Title: The Tale
Rating: TV-MA
Director: Jennifer Fox
Starring: Laura Dern, Elizabeth Debicki, Ellen Burstyn, Frances Conroy, Jason Ritter
Runtime: 1hr 54min
What It Is: In this autobiographical drama, documentarian and professor Jennifer Fox (Dern) finds herself irresistibly caught up in the past. By interviewing several figures she had been involved with as a child, Jennifer investigates and confronts events and the extent to which they truly traumatized her.
What We Think: Yes, this really happened to the real documentarian and directress Jennifer Fox. Her reflective picture stands out as a horrifyingly real story that understands the ins-and-outs of this sort of the subject, contemplating the effects on people suffering the relentlessness of abuse (over time and generations alike). This is an obviously personal film as it feels almost composed like a stream of consciousness of Jennifer’s as she attempts in calculating the reasons behind and consequences of her sexual abuse, at many points in the film imagining interviewing her abusers and herself as a girl. And—yes—the film is as graphic as it is in-depth. The successful delivery of a general sense of bitterness and regret aside, the film still has issues in which do impact the potency of the viewing experience.

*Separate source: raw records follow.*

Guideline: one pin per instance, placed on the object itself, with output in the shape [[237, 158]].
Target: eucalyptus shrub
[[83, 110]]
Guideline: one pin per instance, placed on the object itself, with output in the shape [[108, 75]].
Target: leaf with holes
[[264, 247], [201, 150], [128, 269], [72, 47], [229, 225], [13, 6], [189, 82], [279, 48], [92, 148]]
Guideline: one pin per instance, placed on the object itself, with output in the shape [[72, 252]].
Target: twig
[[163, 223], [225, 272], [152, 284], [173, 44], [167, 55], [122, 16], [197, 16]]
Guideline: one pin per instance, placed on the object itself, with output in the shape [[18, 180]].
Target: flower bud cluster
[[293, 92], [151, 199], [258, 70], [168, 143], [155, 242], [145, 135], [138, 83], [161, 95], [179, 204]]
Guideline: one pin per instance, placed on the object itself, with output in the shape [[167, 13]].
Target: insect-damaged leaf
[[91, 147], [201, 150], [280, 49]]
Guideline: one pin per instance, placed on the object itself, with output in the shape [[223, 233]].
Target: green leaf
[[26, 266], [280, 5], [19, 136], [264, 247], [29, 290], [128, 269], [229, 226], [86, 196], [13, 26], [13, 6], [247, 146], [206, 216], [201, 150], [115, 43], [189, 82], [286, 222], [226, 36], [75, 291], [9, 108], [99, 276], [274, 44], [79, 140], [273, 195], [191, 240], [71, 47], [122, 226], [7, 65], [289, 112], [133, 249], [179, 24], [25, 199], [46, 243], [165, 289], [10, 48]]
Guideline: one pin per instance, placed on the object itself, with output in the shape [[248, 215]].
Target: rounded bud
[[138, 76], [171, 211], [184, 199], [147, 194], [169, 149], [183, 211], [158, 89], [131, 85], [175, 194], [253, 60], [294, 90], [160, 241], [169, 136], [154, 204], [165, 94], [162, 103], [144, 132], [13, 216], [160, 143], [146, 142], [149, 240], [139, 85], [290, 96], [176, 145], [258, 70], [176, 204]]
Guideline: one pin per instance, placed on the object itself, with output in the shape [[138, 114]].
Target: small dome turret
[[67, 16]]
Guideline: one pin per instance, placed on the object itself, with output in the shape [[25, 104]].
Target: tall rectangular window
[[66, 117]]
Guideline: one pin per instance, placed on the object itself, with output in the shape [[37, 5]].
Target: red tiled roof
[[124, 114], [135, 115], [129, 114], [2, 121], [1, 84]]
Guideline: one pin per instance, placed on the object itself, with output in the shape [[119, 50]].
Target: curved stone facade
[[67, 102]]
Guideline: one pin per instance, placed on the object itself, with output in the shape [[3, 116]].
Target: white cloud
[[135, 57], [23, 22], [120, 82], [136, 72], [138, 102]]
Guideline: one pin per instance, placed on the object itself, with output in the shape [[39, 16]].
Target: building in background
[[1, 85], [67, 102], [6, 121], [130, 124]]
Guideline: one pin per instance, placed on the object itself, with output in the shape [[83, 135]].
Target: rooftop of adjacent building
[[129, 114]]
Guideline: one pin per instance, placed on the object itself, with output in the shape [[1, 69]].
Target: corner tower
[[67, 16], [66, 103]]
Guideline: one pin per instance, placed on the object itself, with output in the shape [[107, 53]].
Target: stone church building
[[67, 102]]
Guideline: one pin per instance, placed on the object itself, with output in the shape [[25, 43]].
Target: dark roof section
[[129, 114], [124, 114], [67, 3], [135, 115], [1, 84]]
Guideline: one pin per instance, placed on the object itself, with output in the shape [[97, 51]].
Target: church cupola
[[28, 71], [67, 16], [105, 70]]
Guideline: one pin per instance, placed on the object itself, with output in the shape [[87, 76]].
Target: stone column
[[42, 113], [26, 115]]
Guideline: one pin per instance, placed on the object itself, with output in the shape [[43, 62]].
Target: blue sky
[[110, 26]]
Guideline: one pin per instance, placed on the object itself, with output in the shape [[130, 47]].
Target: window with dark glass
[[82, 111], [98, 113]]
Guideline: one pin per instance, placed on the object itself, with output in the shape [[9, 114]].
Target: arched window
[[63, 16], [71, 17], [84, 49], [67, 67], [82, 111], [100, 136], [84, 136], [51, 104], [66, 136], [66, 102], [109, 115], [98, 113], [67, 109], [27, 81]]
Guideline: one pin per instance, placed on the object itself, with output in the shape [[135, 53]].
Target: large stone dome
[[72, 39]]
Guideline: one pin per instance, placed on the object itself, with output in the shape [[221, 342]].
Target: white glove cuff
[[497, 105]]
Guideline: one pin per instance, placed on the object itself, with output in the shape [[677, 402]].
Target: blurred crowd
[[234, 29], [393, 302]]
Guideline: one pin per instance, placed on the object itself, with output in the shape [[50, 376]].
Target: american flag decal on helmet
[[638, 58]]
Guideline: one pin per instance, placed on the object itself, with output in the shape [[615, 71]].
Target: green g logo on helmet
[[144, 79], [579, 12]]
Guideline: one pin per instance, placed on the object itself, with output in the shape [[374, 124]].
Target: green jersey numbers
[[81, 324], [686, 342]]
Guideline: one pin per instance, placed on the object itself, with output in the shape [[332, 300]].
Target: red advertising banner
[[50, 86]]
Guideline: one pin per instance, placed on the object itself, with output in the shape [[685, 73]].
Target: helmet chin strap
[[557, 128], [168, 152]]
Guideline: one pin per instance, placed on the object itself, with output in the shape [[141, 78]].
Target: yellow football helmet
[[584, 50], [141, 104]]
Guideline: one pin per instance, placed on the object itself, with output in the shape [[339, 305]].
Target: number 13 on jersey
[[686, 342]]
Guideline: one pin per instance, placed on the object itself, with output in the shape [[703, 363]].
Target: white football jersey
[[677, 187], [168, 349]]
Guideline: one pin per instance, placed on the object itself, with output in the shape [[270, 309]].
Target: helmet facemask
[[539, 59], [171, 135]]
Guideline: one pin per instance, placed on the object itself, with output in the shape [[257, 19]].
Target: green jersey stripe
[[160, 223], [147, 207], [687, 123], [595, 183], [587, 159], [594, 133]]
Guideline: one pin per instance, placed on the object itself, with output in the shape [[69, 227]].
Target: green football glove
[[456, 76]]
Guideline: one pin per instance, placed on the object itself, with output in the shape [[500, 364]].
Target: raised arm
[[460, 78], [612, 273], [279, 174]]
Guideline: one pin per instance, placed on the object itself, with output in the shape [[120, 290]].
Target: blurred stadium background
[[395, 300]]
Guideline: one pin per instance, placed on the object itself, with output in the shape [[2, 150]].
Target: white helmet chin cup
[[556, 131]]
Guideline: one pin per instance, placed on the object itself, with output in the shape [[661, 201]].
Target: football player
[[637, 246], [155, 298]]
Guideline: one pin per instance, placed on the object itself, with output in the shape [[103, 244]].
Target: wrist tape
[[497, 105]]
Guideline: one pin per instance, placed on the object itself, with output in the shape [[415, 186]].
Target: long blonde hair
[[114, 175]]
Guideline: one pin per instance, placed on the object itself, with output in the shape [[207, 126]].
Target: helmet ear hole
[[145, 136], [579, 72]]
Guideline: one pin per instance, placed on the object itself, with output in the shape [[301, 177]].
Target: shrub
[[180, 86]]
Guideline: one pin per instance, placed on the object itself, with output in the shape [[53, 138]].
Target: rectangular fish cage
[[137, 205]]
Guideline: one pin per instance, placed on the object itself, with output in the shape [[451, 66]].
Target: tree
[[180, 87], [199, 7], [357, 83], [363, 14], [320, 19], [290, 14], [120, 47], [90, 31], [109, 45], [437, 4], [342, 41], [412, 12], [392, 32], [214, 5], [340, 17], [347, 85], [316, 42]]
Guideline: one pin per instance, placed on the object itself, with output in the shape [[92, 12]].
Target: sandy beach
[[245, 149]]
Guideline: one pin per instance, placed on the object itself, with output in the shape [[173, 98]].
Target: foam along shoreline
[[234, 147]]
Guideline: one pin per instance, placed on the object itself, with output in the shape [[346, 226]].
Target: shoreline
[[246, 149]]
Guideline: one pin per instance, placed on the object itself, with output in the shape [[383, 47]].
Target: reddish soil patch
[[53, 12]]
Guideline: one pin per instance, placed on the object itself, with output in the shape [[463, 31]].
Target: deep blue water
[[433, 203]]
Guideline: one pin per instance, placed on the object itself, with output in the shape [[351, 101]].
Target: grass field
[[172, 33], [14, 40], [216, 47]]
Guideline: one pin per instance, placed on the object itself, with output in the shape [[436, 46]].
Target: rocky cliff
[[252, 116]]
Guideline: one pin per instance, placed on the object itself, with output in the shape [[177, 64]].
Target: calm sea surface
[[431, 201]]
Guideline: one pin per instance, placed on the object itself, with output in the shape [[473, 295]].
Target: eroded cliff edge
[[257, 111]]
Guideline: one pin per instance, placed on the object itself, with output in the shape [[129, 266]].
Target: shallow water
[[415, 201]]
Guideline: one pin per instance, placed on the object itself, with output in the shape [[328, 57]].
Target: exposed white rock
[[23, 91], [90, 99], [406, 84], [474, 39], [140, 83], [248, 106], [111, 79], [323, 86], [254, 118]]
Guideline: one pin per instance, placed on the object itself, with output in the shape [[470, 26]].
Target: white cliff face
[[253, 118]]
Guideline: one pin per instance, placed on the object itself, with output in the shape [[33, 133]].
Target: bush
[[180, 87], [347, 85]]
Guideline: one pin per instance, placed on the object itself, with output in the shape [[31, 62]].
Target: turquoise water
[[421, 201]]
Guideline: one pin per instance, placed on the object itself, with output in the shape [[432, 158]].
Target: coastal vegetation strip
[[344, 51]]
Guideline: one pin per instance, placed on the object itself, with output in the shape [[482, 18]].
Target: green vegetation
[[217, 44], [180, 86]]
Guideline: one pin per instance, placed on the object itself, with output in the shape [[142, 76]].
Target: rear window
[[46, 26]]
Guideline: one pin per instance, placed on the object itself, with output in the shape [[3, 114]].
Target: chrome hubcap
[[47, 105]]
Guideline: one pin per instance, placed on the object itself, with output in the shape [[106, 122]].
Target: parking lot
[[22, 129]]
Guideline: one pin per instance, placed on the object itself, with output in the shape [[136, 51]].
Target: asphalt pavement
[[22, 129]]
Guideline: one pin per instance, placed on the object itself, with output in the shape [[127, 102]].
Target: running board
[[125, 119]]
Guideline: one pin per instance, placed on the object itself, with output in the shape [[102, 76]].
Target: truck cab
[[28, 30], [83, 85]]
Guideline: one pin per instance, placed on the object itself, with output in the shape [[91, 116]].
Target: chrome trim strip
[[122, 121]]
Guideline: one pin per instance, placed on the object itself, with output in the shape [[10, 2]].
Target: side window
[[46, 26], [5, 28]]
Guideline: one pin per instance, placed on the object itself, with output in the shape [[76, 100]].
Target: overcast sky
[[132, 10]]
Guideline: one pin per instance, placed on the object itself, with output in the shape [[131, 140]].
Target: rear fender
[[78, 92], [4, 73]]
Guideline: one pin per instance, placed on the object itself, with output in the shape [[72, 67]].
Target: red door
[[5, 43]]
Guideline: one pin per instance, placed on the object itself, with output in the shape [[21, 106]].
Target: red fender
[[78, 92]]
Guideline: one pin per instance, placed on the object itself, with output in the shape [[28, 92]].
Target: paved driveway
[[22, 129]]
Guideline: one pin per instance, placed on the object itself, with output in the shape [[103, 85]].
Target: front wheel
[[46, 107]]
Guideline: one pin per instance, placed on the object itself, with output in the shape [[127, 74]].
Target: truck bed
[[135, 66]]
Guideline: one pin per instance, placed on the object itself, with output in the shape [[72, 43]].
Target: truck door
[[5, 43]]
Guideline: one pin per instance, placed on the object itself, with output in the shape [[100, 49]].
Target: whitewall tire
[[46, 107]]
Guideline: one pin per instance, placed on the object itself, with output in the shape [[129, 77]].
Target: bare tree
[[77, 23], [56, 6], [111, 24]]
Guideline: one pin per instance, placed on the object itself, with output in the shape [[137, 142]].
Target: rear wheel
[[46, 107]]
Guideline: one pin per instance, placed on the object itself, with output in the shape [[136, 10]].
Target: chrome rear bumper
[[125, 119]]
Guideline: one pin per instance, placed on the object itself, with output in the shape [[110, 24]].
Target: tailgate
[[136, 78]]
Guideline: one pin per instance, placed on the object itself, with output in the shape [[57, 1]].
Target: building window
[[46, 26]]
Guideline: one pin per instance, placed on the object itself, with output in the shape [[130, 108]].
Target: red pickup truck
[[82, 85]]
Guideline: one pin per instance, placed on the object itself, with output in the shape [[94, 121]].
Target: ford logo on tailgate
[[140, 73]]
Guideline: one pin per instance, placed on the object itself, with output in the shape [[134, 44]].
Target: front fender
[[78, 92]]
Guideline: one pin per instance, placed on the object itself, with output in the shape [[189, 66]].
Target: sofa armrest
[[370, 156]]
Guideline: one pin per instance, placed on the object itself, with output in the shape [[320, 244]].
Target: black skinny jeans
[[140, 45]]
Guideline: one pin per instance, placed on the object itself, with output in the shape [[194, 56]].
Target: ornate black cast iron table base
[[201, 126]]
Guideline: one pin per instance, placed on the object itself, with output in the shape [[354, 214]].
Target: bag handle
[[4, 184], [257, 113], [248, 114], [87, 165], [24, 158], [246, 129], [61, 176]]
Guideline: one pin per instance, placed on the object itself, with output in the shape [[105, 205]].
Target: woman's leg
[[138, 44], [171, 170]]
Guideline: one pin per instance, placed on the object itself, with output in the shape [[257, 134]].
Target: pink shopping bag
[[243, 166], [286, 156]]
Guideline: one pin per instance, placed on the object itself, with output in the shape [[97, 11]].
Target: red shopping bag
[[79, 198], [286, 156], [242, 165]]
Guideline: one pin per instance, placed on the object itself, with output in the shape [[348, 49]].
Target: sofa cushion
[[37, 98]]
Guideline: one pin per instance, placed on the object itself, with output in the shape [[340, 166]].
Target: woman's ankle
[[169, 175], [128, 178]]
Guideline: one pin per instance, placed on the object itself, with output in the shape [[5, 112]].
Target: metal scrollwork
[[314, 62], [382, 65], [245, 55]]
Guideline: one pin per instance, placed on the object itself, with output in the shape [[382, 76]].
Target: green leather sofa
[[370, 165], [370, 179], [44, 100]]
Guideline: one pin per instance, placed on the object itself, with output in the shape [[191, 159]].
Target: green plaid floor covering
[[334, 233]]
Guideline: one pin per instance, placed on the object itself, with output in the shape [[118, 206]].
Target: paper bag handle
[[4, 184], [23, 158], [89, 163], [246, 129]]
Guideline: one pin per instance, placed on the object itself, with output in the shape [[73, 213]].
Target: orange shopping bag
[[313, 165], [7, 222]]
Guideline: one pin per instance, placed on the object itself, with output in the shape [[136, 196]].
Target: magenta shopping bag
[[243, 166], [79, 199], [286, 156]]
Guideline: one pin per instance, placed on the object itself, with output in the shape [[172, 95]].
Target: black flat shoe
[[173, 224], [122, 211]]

Though it’s a subject that can (and, frankly, most of the time will) speak for itself, the technical delivery as a whole was a tad rough and made it hard to pay attention all throughout.
Our Grade: C, The story is here, but it tends to overstay its welcome a bit with dry visuals, occasionally dull writing, and what feels like too long a runtime. The performances are fine—Debicki is great, as usual—but there’s still something that’s missing from this film in order to make it memorable past the fact that it’s about something so horrible and isolating and real. To its credit, it serves, but as a film, it merely passes as it certainly feels fit for television.